お元気でいらっしゃいますか?十五夜の日は昼間33℃まで気温が上がりましたが、やっと涼しい風が感じられるようになった東京です。

美紀さんのお仕事についての考え方の変遷、そして子育ての喜びと引き換えに失ったもののこと、とても興味深く読みました。そして私も同じような考え方をしてきたところがあると気づきました。

私の場合は、フランスの大学に留学した後、最初の就職はフランスでした。当時バブル景気で好調だった日本企業に買収されたフランス企業の通訳、兼、秘書で、フランスの会社員生活に没頭しました。大学時代に友達から「結婚せずにキャリアウーマン(当時流行った言葉!)になりそう」と言われていて、そうなるのではと思っていましたが、人生は不思議なもの、結局、友達の誰よりも早く結婚(26歳)しました。
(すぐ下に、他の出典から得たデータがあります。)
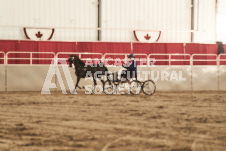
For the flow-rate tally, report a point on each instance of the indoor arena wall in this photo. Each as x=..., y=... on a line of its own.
x=169, y=78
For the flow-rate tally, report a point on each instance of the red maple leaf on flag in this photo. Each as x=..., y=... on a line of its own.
x=147, y=37
x=39, y=34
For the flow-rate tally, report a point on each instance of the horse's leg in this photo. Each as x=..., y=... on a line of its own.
x=78, y=79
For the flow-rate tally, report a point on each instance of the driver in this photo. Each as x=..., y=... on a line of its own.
x=131, y=67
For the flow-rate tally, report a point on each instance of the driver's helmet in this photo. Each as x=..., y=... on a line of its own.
x=131, y=56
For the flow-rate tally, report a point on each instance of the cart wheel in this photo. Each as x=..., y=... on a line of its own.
x=108, y=87
x=135, y=87
x=123, y=88
x=149, y=87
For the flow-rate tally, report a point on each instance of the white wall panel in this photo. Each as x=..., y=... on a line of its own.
x=50, y=13
x=206, y=21
x=2, y=77
x=147, y=15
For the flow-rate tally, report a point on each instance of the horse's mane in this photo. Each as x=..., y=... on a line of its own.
x=79, y=60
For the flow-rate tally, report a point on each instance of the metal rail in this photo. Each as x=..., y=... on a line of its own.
x=2, y=58
x=169, y=60
x=31, y=58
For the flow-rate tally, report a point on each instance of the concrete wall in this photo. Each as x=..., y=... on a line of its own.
x=2, y=78
x=26, y=77
x=222, y=78
x=167, y=78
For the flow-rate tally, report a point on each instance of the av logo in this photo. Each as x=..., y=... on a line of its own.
x=54, y=71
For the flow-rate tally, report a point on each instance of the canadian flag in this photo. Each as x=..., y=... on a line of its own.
x=38, y=33
x=146, y=36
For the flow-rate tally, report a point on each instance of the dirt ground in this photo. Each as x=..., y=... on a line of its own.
x=166, y=121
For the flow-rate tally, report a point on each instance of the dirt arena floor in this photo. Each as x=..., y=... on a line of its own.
x=166, y=121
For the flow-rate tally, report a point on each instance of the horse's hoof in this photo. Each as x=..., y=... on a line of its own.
x=73, y=92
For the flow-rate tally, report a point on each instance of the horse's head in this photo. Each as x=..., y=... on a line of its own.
x=70, y=60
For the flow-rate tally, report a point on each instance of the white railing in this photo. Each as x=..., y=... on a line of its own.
x=99, y=56
x=204, y=55
x=140, y=57
x=170, y=59
x=2, y=57
x=221, y=59
x=108, y=57
x=30, y=58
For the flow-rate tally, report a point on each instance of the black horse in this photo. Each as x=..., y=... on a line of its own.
x=82, y=70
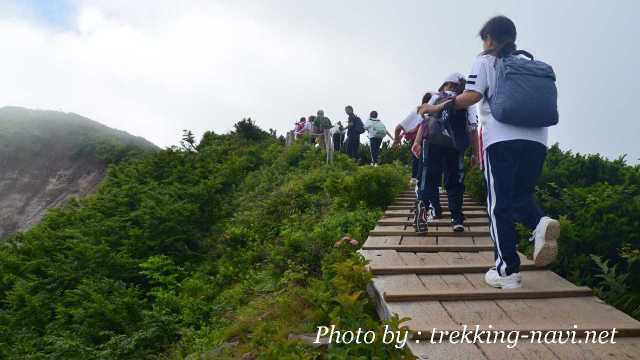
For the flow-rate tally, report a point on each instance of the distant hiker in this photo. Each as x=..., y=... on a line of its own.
x=514, y=138
x=377, y=131
x=407, y=129
x=320, y=124
x=337, y=134
x=442, y=141
x=299, y=127
x=308, y=128
x=355, y=127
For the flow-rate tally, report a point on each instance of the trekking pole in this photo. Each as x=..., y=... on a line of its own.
x=328, y=143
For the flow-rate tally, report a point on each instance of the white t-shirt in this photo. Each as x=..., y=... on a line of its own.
x=482, y=78
x=411, y=122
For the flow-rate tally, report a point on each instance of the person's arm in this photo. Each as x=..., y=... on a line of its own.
x=432, y=109
x=416, y=148
x=474, y=140
x=467, y=98
x=391, y=136
x=396, y=138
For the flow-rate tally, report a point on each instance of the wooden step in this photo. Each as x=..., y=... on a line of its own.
x=444, y=207
x=487, y=294
x=439, y=269
x=445, y=214
x=430, y=248
x=442, y=203
x=444, y=230
x=399, y=221
x=412, y=197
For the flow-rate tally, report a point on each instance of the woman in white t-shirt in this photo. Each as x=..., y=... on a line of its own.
x=513, y=160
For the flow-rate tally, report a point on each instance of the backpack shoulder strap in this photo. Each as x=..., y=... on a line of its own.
x=522, y=52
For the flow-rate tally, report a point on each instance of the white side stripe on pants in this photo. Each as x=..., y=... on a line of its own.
x=501, y=266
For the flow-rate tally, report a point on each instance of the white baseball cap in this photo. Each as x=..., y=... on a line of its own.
x=455, y=78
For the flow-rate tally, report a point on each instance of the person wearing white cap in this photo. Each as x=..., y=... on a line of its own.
x=445, y=157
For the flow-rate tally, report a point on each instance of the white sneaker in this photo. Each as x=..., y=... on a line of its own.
x=513, y=281
x=545, y=238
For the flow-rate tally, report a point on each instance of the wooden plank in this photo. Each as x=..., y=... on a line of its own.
x=408, y=221
x=381, y=241
x=446, y=214
x=488, y=294
x=448, y=269
x=428, y=248
x=382, y=257
x=418, y=240
x=412, y=202
x=427, y=351
x=433, y=231
x=444, y=207
x=461, y=240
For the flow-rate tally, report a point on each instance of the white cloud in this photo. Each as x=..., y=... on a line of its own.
x=154, y=68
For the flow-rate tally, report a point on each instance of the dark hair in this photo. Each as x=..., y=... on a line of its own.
x=426, y=98
x=503, y=32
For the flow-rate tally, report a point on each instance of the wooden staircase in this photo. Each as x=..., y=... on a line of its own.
x=437, y=280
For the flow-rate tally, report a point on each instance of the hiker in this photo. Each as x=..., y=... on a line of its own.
x=407, y=129
x=514, y=145
x=308, y=128
x=442, y=142
x=299, y=127
x=355, y=127
x=320, y=124
x=337, y=134
x=377, y=131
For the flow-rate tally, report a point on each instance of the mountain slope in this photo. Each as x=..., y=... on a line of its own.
x=47, y=157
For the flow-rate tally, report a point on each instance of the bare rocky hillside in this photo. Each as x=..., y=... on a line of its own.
x=47, y=157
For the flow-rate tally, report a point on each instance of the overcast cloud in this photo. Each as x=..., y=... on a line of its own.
x=156, y=67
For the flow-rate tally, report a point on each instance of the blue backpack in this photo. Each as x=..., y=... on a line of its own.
x=525, y=92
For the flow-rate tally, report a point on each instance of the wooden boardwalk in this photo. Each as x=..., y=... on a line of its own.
x=437, y=280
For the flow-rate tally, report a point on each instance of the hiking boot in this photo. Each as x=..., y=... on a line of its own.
x=458, y=225
x=421, y=217
x=545, y=238
x=513, y=281
x=433, y=215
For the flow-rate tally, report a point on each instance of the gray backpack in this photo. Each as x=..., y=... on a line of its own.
x=525, y=92
x=438, y=126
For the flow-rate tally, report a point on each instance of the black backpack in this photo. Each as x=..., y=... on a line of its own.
x=439, y=126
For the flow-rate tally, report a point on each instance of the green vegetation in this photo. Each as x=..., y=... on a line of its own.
x=598, y=203
x=207, y=251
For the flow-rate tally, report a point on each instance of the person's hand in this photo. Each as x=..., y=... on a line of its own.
x=443, y=105
x=416, y=149
x=474, y=161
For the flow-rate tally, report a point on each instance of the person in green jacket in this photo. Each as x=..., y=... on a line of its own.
x=321, y=123
x=377, y=131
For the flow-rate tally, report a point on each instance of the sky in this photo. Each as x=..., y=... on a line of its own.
x=156, y=67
結婚して日本に帰国してからはフランス系企業で働いたり、通訳等しましたが、私も長男が生まれた時に仕事を辞めました。子供が初めて歩くとき、初めて言葉を話すとき、その場に居合わせたいと思ったからです。そして、そうできる環境にいたことは本当にありがたかったと思います。

美紀さんは「子育ては自己セラピー」と書かれていましたが、少しうらやましく感じました。というのは私の経験は少し違っているからです。国際結婚という環境はもちろん、親、子の性格も私の子供時代とは違っていて、もう一回自分の子供時代の思いを反映させながら過ごしたという感じよりも新しい挑戦ばかりだった気がするのです。また私自身、子育てに対するビジョンがはっきりしていなかったと思います。子供が成人した今になって「こうすればよかった」「ああしてあげたかった」の念に苛まれておりますよ。(それがこの夏、特に感じたことでした。Noteの記事参照)その瞬間、その瞬間は精一杯やっているつもりだったのですが。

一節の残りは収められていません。